Aneta Pavlenko, Temple University

Wierzbicka (1992) argues that emotions are differently conceptualized in Russian and English. In Russian, experiences comparable to ‘joy’, ‘sadness’ or ‘anger’ are conceptualized as inner activities in which one engages more or less voluntarily. As a result, they involve duration and are often designated by verbs (e.g. radovatsia/to rejoyce, to be actively happy, joyful). In contrast, in English emotions are conceptualized as passive states caused by external and/or past causes. As a result, they are more commonly expressed by adjectives and pseudo-participles, such as ‘worried’, ‘sad’, or ‘disgusted’. Pavlenko’s (2002) study of emotion narratives supported Wierzbicka’s claims, showing that American narrators favored adjectives, while Russian narrators favored verbs, in particular imperfective and reflexive emotion verbs which stressed the processual aspect of the experience.

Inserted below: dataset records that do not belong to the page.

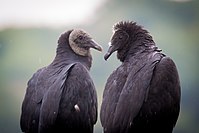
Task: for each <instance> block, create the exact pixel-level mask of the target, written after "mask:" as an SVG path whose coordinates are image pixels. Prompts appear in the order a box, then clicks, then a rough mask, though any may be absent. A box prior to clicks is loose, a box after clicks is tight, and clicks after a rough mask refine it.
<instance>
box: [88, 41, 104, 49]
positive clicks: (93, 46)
mask: <svg viewBox="0 0 199 133" xmlns="http://www.w3.org/2000/svg"><path fill="white" fill-rule="evenodd" d="M90 48H94V49H96V50H98V51H100V52H102V46H100V45H99V44H98V43H97V42H95V41H94V40H93V39H92V40H91V41H90Z"/></svg>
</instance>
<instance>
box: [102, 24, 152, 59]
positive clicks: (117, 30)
mask: <svg viewBox="0 0 199 133" xmlns="http://www.w3.org/2000/svg"><path fill="white" fill-rule="evenodd" d="M146 40H148V41H151V42H153V41H152V38H151V36H150V35H149V34H148V31H146V30H145V29H143V28H142V27H141V26H139V25H137V24H136V22H132V21H120V22H118V23H116V24H115V25H114V26H113V35H112V37H111V41H110V42H109V49H108V51H107V53H106V54H105V56H104V59H105V60H107V59H108V58H109V57H110V56H111V54H112V53H113V52H115V51H117V57H118V59H119V60H120V61H122V62H123V61H124V59H125V57H126V56H127V55H128V53H129V51H131V53H135V52H136V51H138V50H139V49H140V48H141V47H142V45H141V44H142V43H143V42H146ZM143 47H145V46H144V45H143Z"/></svg>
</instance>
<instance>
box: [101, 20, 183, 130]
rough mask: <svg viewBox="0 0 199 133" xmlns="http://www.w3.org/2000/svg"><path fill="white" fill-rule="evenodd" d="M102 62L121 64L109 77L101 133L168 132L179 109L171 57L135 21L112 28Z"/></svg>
mask: <svg viewBox="0 0 199 133" xmlns="http://www.w3.org/2000/svg"><path fill="white" fill-rule="evenodd" d="M113 30H114V31H113V36H112V38H111V42H110V47H109V49H108V52H107V53H106V55H105V56H104V58H105V60H107V59H108V58H109V56H110V55H111V54H112V53H113V52H115V51H117V58H118V59H119V60H120V61H121V62H122V64H121V65H120V66H119V67H118V68H117V69H116V70H115V71H113V73H112V74H111V75H110V77H109V78H108V80H107V83H106V86H105V90H104V93H103V101H102V105H101V111H100V119H101V123H102V126H103V130H104V132H105V133H171V132H172V130H173V128H174V126H175V124H176V121H177V119H178V115H179V110H180V82H179V76H178V72H177V69H176V66H175V64H174V62H173V61H172V59H171V58H169V57H167V56H166V55H165V54H163V53H162V52H161V50H160V49H158V48H157V46H156V45H155V42H154V41H153V39H152V37H151V36H150V35H149V33H148V32H147V31H146V30H145V29H143V28H142V27H141V26H139V25H137V24H136V23H135V22H129V21H127V22H126V21H125V22H124V21H121V22H118V23H117V24H115V25H114V28H113Z"/></svg>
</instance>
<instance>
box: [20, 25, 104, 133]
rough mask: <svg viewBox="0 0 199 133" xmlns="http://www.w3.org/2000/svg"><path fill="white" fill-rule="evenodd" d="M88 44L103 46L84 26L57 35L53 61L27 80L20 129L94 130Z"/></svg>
mask: <svg viewBox="0 0 199 133" xmlns="http://www.w3.org/2000/svg"><path fill="white" fill-rule="evenodd" d="M90 48H94V49H97V50H99V51H101V50H102V48H101V46H99V45H98V44H97V43H96V42H95V41H94V40H93V39H92V38H91V37H90V35H89V34H88V33H86V32H85V31H83V30H79V29H74V30H70V31H67V32H66V33H64V34H62V35H61V36H60V38H59V40H58V47H57V52H56V57H55V59H54V60H53V62H52V63H51V64H50V65H48V66H47V67H44V68H41V69H39V70H38V71H37V72H36V73H35V74H34V75H33V76H32V78H31V79H30V80H29V82H28V86H27V90H26V94H25V98H24V100H23V103H22V112H21V119H20V125H21V129H22V131H23V132H26V133H57V132H59V133H60V132H71V133H79V132H87V133H92V132H93V126H94V124H95V123H96V121H97V94H96V90H95V86H94V84H93V81H92V79H91V77H90V75H89V69H90V67H91V63H92V57H91V54H90Z"/></svg>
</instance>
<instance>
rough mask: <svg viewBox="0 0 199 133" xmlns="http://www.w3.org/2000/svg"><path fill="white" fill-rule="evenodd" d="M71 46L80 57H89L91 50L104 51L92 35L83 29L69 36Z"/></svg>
mask: <svg viewBox="0 0 199 133" xmlns="http://www.w3.org/2000/svg"><path fill="white" fill-rule="evenodd" d="M69 45H70V47H71V49H72V50H73V51H74V52H75V53H76V54H78V55H81V56H88V55H89V53H90V48H94V49H96V50H98V51H102V47H101V46H100V45H99V44H97V43H96V42H95V41H94V40H93V39H92V38H91V37H90V35H89V34H88V33H87V32H85V31H84V30H81V29H74V30H73V31H72V32H71V33H70V35H69Z"/></svg>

The present study examines the emotion lexicon of 60 Russian-English bilinguals, all of whom acquired English between the ages of 13 and 19, upon arrival in the US. By the time of the study the participants had spent between 3 and 8 years in the US, interacting in Russian and English on the daily basis, with the predominance of English. The participants watched a 3 minute-long film, with a soundtrack but no dialogue. The film portrayed a woman receiving and reading an upsetting letter, the roommate who reads the same letter without permission, and finally the reaction of the woman whose letter was being read. Thirty participants recalled the film in Russian, and thirty in English. Subsequently, a life-story interview was elicited from them in the other language by a bilingual researcher.

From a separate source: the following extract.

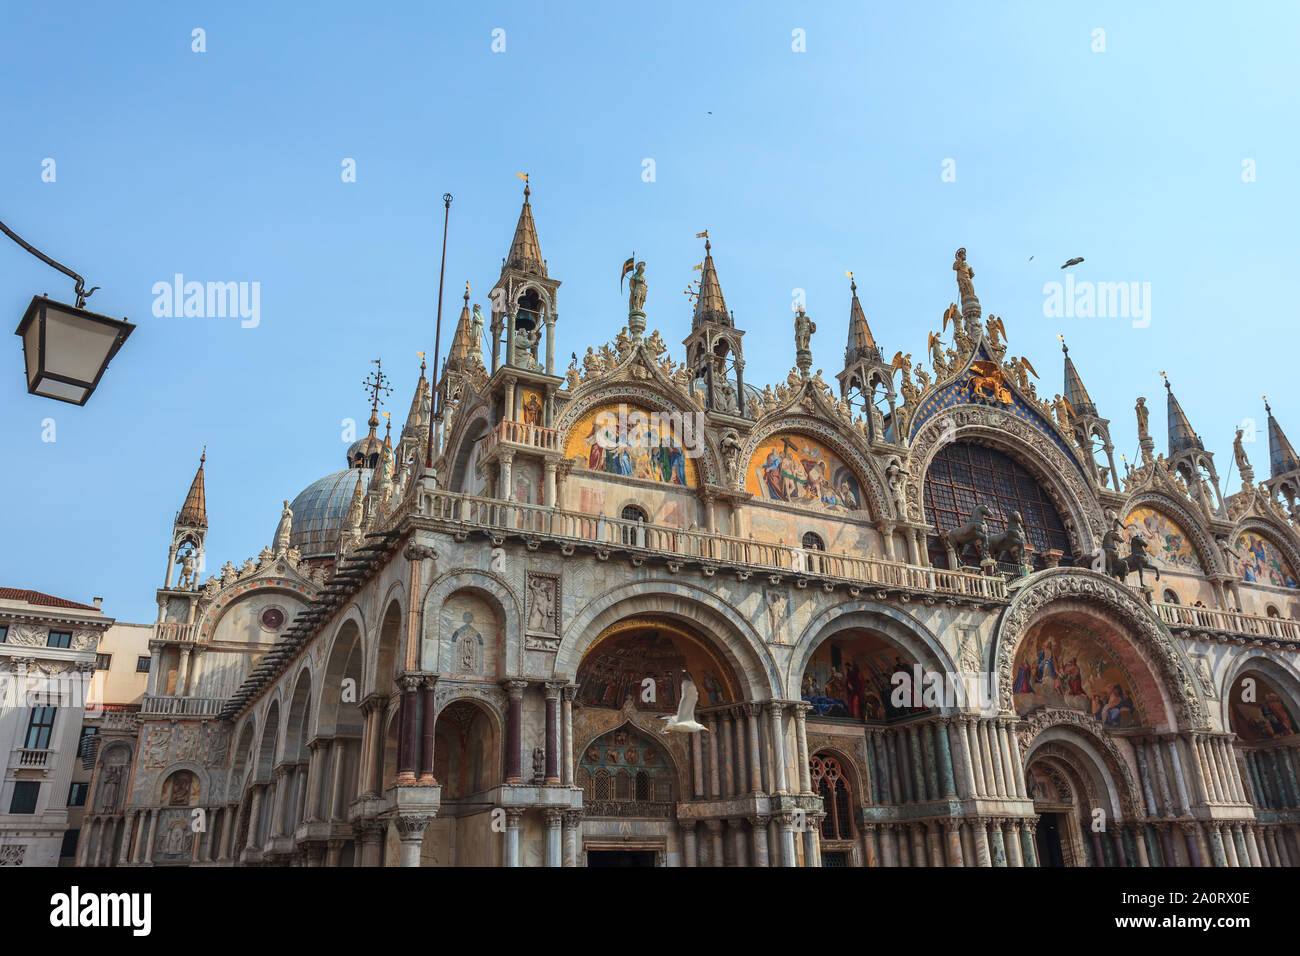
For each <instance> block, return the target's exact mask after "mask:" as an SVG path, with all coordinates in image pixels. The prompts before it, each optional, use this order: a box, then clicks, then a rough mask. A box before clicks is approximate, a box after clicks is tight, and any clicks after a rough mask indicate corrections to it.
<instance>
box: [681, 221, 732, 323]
mask: <svg viewBox="0 0 1300 956" xmlns="http://www.w3.org/2000/svg"><path fill="white" fill-rule="evenodd" d="M711 250H712V246H711V245H710V242H708V239H707V238H706V239H705V265H703V272H702V274H701V276H699V295H698V297H697V298H695V315H694V319H693V320H692V323H690V325H692V328H699V326H701V325H702V324H703V323H718V324H720V325H731V324H732V320H731V313H729V312H728V311H727V300H725V299H723V287H722V285H719V282H718V271H716V269H715V268H714V256H712V254H711Z"/></svg>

The analysis of the collected narratives and life story interviews revealed the influence of the L2 English on lexicalization of emotions in L1 Russian. Some bilingual speakers substituted verbs for adjectives in their Russian narratives, incorporating perception copulas and change-of-state verbs. For example, in contexts where Russian speakers would use action verbs, such as rasserdit’sia (= to [get] angry) or rasstroit’sia (= to [get] upset), bilinguals opted for change-of-state verbs stat’ (perfective)/stanovit’sia (imperfective) (= to become) with emotion adjectives, producing utterances such as “ona stala eshche bolee rasstroennaia” (= she (NOM) became even more upset (NOM)). While in English such an utterance is fully grammatical, in Russian the verb stanovit’sia is typically preceded by a pronoun in a Dative case and followed by an adverb, e.g. ei stalo grustno (literally: to her (DAT) it became sad). In a less common construction, the verb stanovit’sia subcategorizes for adjectives in Instrumental case, e.g., ona stala grustnoi (= she (NOM) became sad (INST)). Yet the participants appropriated the English construction, Pronoun (NOM) + verb + Adj (NOM), producing instances of morphosyntactic transfer of subcategorization constraints. The findings of the study suggest that second language socialization in adulthood may lead to changes in representations in the mental lexicon.

Pavlenko, A. 2002. Emotions and the body in Russian and English. Pragmatics and Cognition, 10, 1-2, 201-236.

Wierzbicka, A. 1992. Semantics, culture, and cognition: Universal human concepts in culture-specific configurations. Oxford University Press.